A, jij bent een doorgewinterde politicus van het zuiverste soort én luis in de pels van De Tweede Kamer. Maar de jonge generatie, onder leiding van B, maakt je steeds vaker openlijk belachelijk. Na de aftrap van het nieuwe parlementaire jaar sta je nu, duurzaam als altijd, op de bus te wachten. Naast B.
Jullie hebben al 10 jaar een relatie. Het begon spetterend. De passie spatte er van af. In die tijd hebben jullie elkaar gesteund in moeilijke omstandigheden. Dit heeft jullie band sterker gemaakt. Maar nu is de rust weer gekeerd. De rust is ook verstikkend en alle dagen lijken op elkaar. Jullie hebben net ontbeten en de hele zaterdag ligt voor jullie.
Persoon 1, jij hebt op jonge leeftijd een relatie gehad waaruit persoon 2 is geboren. Jij vond jezelf niet geschikt als ouderfiguur en bent toen persoon 2 twee jaar oud was, in het holst van de nacht vertrokken.
Persoon 2, jouw vader/moeder heeft altijd tegen je verteld dat persoon 1 geen goed mens was en dat jullie beter af waren zonder hem/haar. Je hebt sinds je twee was dan ook geen contact meer gehad met persoon 1. Jouw moeder/vader is twee maanden geleden overleden en vorige week heb je een kaartje van persoon 1 ontvangen met een verzoek tot een ontmoeting.
Vandaag hebben jullie een lunchafspraak en ontmoetten jullie elkaar in een hele lange tijd weer.
A, jij worstelt al een tijd met twee angsten; vliegangst en verlatingsangst.
B, jij worstelt ook met deze angsten, met name omdat jij door A nergens komt. Jij wil al heel lang een reis naar Bali maken, maar laat je tegenhouden door A.
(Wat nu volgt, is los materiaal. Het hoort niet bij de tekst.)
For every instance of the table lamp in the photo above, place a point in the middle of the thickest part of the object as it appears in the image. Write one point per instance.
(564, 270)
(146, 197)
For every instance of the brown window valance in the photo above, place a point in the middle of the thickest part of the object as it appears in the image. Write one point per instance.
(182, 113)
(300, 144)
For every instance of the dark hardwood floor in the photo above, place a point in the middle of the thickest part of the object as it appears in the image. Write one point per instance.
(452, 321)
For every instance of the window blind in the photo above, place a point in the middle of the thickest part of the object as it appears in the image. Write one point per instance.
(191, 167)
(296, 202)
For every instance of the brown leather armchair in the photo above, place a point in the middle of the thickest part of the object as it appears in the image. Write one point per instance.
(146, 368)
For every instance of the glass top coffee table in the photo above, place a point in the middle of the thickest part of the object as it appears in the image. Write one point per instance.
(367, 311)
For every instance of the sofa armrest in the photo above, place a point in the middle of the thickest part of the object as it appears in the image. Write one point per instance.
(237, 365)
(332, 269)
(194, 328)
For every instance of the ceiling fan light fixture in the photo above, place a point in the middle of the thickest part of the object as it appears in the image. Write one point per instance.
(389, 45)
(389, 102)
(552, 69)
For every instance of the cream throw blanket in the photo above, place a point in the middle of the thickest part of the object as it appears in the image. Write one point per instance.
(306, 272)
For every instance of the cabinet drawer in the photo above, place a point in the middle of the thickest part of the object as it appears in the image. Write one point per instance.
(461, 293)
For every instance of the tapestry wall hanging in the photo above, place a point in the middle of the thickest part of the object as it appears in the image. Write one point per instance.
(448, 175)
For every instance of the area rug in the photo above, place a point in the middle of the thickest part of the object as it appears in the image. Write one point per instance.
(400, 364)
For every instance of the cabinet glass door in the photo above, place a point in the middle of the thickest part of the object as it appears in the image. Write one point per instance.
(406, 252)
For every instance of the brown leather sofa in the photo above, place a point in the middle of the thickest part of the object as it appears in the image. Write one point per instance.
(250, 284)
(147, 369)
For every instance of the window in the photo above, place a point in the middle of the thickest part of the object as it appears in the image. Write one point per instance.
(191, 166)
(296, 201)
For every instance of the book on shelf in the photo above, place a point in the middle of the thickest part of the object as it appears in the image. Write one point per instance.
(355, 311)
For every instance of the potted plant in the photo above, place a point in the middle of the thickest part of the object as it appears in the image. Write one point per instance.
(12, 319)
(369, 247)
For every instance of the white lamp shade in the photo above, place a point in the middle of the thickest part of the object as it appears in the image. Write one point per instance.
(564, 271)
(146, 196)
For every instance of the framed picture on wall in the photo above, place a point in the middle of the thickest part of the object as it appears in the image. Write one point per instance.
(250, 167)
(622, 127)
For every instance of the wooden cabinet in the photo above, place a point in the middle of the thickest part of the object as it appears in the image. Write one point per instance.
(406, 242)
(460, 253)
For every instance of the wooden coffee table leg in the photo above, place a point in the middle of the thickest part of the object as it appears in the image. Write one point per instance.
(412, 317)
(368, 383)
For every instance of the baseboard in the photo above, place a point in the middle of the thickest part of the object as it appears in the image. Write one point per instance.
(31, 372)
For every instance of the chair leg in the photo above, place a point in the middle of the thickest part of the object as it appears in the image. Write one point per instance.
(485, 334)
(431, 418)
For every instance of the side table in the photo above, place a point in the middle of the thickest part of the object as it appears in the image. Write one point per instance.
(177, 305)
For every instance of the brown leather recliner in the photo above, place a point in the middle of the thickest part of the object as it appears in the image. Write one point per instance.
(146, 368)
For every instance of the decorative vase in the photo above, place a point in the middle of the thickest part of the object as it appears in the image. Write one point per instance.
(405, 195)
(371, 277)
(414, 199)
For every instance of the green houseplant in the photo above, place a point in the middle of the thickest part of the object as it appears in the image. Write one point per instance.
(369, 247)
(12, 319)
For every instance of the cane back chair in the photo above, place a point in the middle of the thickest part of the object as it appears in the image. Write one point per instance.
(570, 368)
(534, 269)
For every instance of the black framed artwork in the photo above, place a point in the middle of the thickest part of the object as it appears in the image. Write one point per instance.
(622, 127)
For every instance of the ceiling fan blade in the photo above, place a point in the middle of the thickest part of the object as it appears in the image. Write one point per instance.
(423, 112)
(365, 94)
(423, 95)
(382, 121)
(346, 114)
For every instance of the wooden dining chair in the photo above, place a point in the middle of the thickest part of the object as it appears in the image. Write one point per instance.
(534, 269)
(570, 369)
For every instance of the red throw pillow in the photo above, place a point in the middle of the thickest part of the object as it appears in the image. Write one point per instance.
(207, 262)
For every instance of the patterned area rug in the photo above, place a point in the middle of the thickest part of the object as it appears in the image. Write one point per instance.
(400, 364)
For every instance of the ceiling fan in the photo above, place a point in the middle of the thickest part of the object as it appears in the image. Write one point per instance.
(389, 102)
Vandaag heb je het besluit genomen; A moet zich over 1 van zijn angsten heenzetten want jij gaat naar Bali.
Ouder en kind.
Kind, jij hebt van huis uit meegekregen dat ziek zijn hetzelfde is als zwakte tonen. Jouw vader/moeder was altijd stellig; ziek zijn is een keuze. Je hebt dan ook nooit jouw ouder ziek gezien, of wel gezien, maar nooit in bed. Deze ‘mindset’ heb jij overgenomen.
Een van jullie heeft echter nu wel nieuws; die is ongeneeslijk ziek.